I don’t believe it is “surprising” that the BBC would single out countries it wishes to target. It would be surprising if it didn’t. All journalistic organizations target (or, to put it another way, market to) their intended audiences, just as businesses target their products, and they should. You can’t be a successful broadcaster unless you know your audience and know what they need and what they’re interested in. When I oversaw programming at VOA, we didn’t create any new programs without first considering everything from the targeted audience’s demographics (age, sex, education, and economic levels, etc.) to how they got their news and information (radio, TV, computers, word of mouth) to local market factors (Could we get a strong signal to them? What would be our competition? What time of day did they watch TV or listen to the radio? What content were they not getting that they wanted?).

Not only is there nothing journalistically impure about such a process, it would be irresponsible not to do it. If VOA is planning a program for a Shona or Kirundi-speaking audience in Africa, for example, they’re not going to include a lot of reporting on the New York stock market or the latest movie from Hollywood; they’re going to focus on health, agriculture, child care, and other subjects of interest to their intended African audience.

Finally, regarding the worry that the BBC’s broadcasts are going to be branded as propaganda: Why is it that you always hear that from academics or other outsiders, but you never hear it from the intended audiences? Ask recent defectors from North Korea whether they considered the radio programs they heard from Radio Free Asia (RFA) (or VOA, since it, too, broadcasts into North Korea) to be propaganda.
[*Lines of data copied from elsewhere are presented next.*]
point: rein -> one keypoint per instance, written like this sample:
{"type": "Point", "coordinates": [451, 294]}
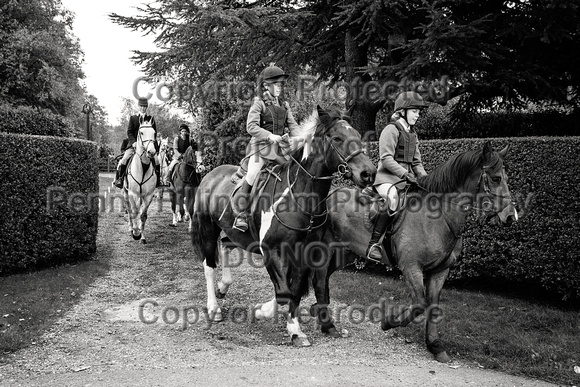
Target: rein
{"type": "Point", "coordinates": [142, 182]}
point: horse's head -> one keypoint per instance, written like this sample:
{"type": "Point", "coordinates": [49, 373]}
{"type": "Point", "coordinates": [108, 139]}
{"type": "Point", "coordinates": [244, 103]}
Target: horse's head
{"type": "Point", "coordinates": [189, 157]}
{"type": "Point", "coordinates": [163, 145]}
{"type": "Point", "coordinates": [493, 187]}
{"type": "Point", "coordinates": [345, 152]}
{"type": "Point", "coordinates": [146, 140]}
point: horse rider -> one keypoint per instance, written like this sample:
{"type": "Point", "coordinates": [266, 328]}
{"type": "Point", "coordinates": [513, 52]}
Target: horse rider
{"type": "Point", "coordinates": [269, 119]}
{"type": "Point", "coordinates": [399, 159]}
{"type": "Point", "coordinates": [180, 145]}
{"type": "Point", "coordinates": [135, 121]}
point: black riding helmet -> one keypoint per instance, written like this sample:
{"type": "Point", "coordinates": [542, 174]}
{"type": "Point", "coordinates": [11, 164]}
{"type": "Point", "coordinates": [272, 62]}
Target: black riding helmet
{"type": "Point", "coordinates": [409, 100]}
{"type": "Point", "coordinates": [272, 74]}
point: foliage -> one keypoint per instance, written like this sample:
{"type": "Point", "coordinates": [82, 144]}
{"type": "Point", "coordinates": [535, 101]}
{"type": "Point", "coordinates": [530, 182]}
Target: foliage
{"type": "Point", "coordinates": [493, 55]}
{"type": "Point", "coordinates": [40, 60]}
{"type": "Point", "coordinates": [539, 250]}
{"type": "Point", "coordinates": [49, 211]}
{"type": "Point", "coordinates": [28, 120]}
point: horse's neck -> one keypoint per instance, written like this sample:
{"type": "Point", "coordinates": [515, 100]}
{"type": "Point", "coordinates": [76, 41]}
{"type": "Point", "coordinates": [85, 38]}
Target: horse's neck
{"type": "Point", "coordinates": [142, 154]}
{"type": "Point", "coordinates": [305, 185]}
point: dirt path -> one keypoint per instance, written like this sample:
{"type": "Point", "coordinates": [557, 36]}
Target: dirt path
{"type": "Point", "coordinates": [104, 341]}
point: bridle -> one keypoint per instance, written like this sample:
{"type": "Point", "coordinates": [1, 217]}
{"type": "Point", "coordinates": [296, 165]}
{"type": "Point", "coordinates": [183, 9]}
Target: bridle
{"type": "Point", "coordinates": [343, 170]}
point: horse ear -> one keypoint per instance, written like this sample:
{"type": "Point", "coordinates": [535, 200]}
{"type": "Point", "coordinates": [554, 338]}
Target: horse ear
{"type": "Point", "coordinates": [487, 149]}
{"type": "Point", "coordinates": [503, 153]}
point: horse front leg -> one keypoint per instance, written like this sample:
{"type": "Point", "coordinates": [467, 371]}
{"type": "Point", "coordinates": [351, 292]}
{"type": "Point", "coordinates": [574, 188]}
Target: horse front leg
{"type": "Point", "coordinates": [226, 280]}
{"type": "Point", "coordinates": [414, 279]}
{"type": "Point", "coordinates": [214, 312]}
{"type": "Point", "coordinates": [280, 272]}
{"type": "Point", "coordinates": [145, 203]}
{"type": "Point", "coordinates": [320, 282]}
{"type": "Point", "coordinates": [434, 284]}
{"type": "Point", "coordinates": [132, 212]}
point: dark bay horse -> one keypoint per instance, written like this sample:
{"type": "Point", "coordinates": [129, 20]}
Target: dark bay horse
{"type": "Point", "coordinates": [426, 237]}
{"type": "Point", "coordinates": [185, 180]}
{"type": "Point", "coordinates": [140, 181]}
{"type": "Point", "coordinates": [288, 213]}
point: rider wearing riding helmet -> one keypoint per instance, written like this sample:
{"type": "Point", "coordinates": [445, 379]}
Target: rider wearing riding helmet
{"type": "Point", "coordinates": [180, 145]}
{"type": "Point", "coordinates": [399, 159]}
{"type": "Point", "coordinates": [135, 122]}
{"type": "Point", "coordinates": [268, 122]}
These false claims cannot be allowed to prevent these organizations from doing everything they can to producing the best, most reliable, and most pertinent news and information they can to the audiences that need and rely upon it.

In closing, I also believe it would be a mistake to discount the influence of RT and CCTV. Those broadcasters are much better, and more professionally produced, than their crude predecessors. They’re not more credible, but they must be taken seriously as competition for their intended audiences, because they are competition, and some of those audiences believe they’re credible.